8. Scale the discovery deployment to one replica, and wait for all discovery resources such as meshes, traffictargets, and workloads to be written to the management cluster. This may take a few minutes, and will ensure that the networking component has access to all the data it needs to continue processing user-provided network configuration. Discovery is complete when the pod no longer outputs a steady stream of logs or when all expected resources can be found on the cluster.

kubectl scale deployment -n gloo-mesh discovery --replicas 1

9. Scale the networking deployment to one replica.
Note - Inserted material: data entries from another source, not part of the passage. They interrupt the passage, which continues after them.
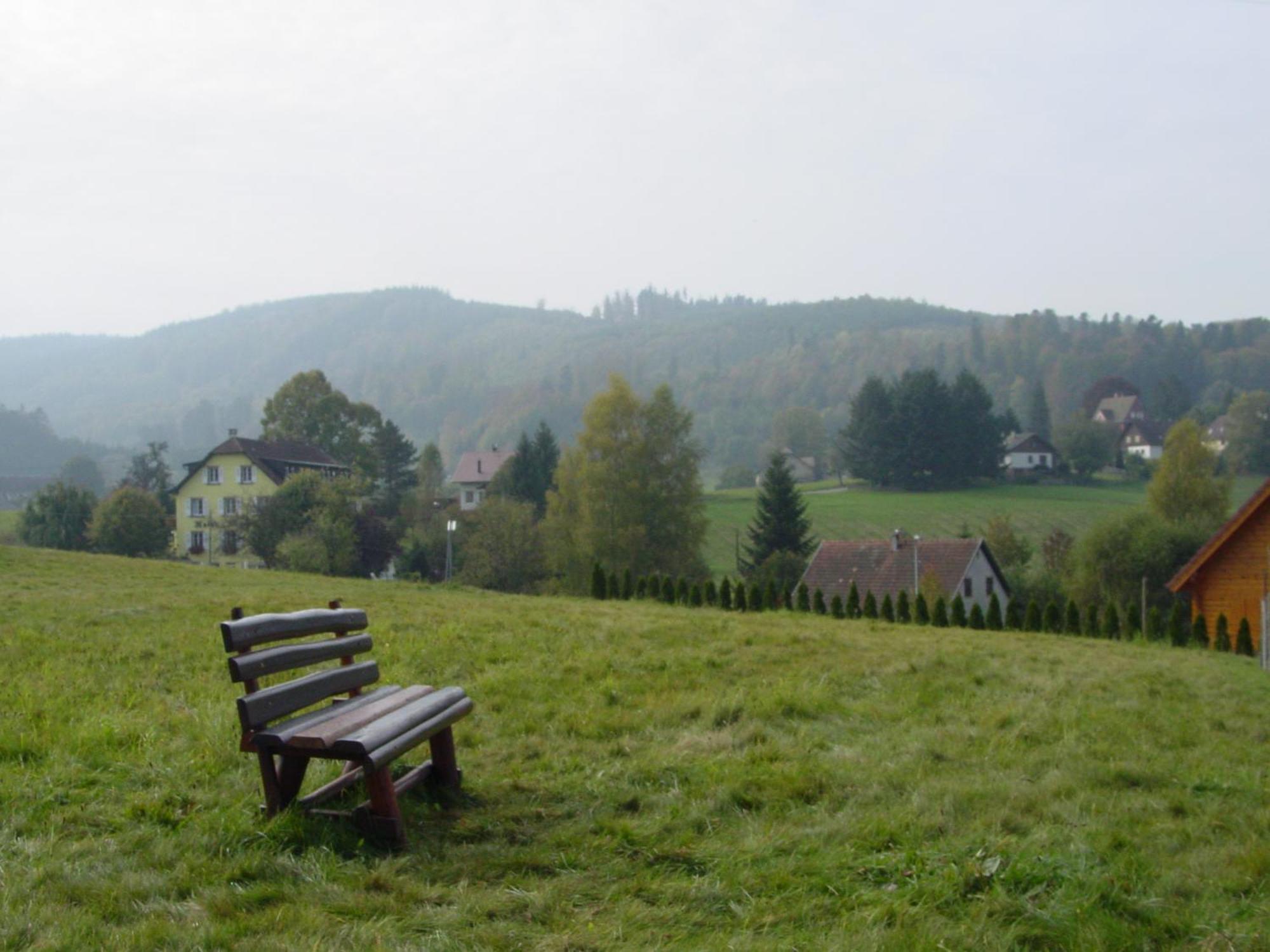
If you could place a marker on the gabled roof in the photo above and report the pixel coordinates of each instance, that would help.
(271, 458)
(1029, 444)
(878, 567)
(1118, 408)
(481, 465)
(1220, 539)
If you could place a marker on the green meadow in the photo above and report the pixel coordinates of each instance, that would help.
(860, 512)
(637, 776)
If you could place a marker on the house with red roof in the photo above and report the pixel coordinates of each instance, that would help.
(952, 567)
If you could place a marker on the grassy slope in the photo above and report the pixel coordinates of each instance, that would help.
(867, 513)
(636, 776)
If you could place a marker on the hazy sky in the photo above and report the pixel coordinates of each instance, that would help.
(164, 162)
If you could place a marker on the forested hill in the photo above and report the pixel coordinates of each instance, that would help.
(471, 374)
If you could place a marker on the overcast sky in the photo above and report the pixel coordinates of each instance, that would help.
(166, 162)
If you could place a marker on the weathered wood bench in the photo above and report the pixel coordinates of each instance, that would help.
(366, 732)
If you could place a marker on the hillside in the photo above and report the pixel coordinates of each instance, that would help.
(471, 374)
(636, 776)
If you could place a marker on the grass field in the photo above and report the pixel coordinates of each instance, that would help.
(636, 776)
(859, 512)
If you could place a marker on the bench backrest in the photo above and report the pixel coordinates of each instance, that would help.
(258, 706)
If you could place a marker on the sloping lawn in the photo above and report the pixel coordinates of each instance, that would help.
(636, 776)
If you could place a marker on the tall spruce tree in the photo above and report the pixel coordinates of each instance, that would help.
(780, 524)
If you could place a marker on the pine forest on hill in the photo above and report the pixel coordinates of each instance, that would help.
(469, 375)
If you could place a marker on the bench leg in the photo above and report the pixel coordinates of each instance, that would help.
(385, 816)
(290, 777)
(445, 766)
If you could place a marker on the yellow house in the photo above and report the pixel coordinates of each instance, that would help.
(229, 483)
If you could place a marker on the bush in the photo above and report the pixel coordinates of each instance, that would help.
(1244, 643)
(1222, 637)
(1033, 621)
(1053, 619)
(1073, 623)
(994, 621)
(853, 601)
(58, 517)
(1200, 631)
(940, 616)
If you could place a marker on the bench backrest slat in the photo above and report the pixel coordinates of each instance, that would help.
(270, 704)
(261, 629)
(271, 661)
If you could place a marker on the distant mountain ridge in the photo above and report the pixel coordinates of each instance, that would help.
(469, 374)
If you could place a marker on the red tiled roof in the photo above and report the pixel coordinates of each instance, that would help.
(877, 567)
(481, 465)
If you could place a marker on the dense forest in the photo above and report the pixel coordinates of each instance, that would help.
(467, 374)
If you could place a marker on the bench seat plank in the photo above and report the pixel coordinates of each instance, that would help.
(283, 732)
(270, 704)
(327, 732)
(261, 629)
(257, 664)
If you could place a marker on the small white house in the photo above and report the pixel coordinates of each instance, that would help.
(1028, 453)
(474, 473)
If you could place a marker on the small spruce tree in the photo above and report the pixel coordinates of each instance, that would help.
(1222, 637)
(1112, 623)
(994, 621)
(1244, 643)
(1053, 619)
(1200, 631)
(940, 616)
(1178, 628)
(1032, 623)
(1073, 623)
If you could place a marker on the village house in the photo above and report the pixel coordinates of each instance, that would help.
(474, 473)
(1027, 454)
(231, 482)
(1231, 573)
(943, 567)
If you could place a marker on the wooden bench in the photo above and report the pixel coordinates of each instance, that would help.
(365, 731)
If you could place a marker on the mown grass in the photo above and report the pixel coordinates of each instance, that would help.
(636, 776)
(860, 512)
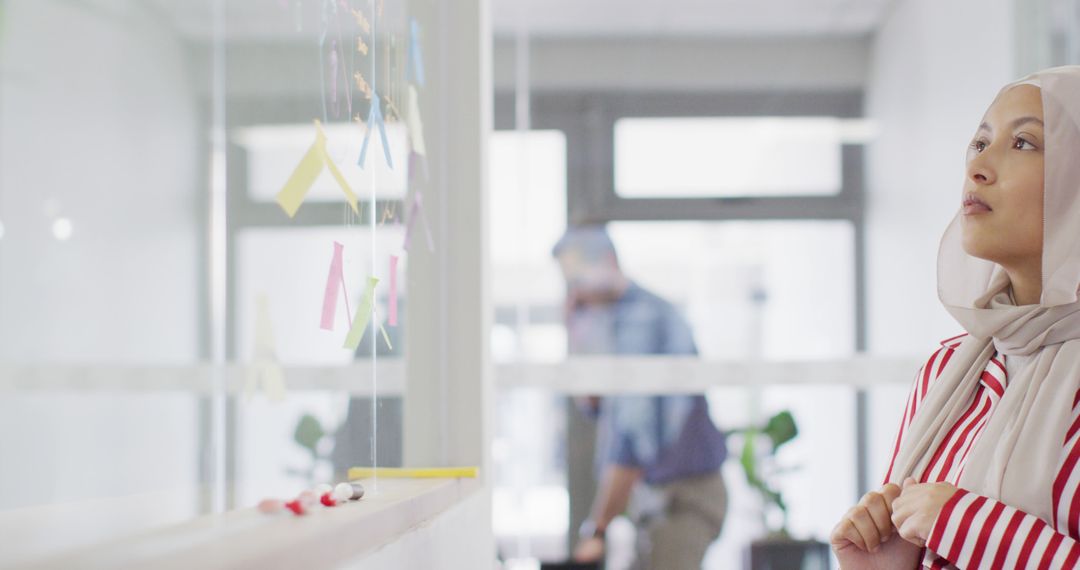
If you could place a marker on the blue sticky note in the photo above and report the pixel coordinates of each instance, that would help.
(375, 121)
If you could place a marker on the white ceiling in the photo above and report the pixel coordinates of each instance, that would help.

Errors may be propagated to various networking resources such as trafficpolicies, virtualmeshes, failoverservices, and accesspolicies as it starts watches on remote clusters, but it will reach a steady state after a few moments.

kubectl scale deployment -n gloo-mesh networking --replicas 1

10. Run meshctl check to verify that all resources are in a healthy state. If not, check the logs on the discovery and networking pods as well as the status fields on unhealthy resources to begin debugging. Refer to our Troubleshooting Guide for more details.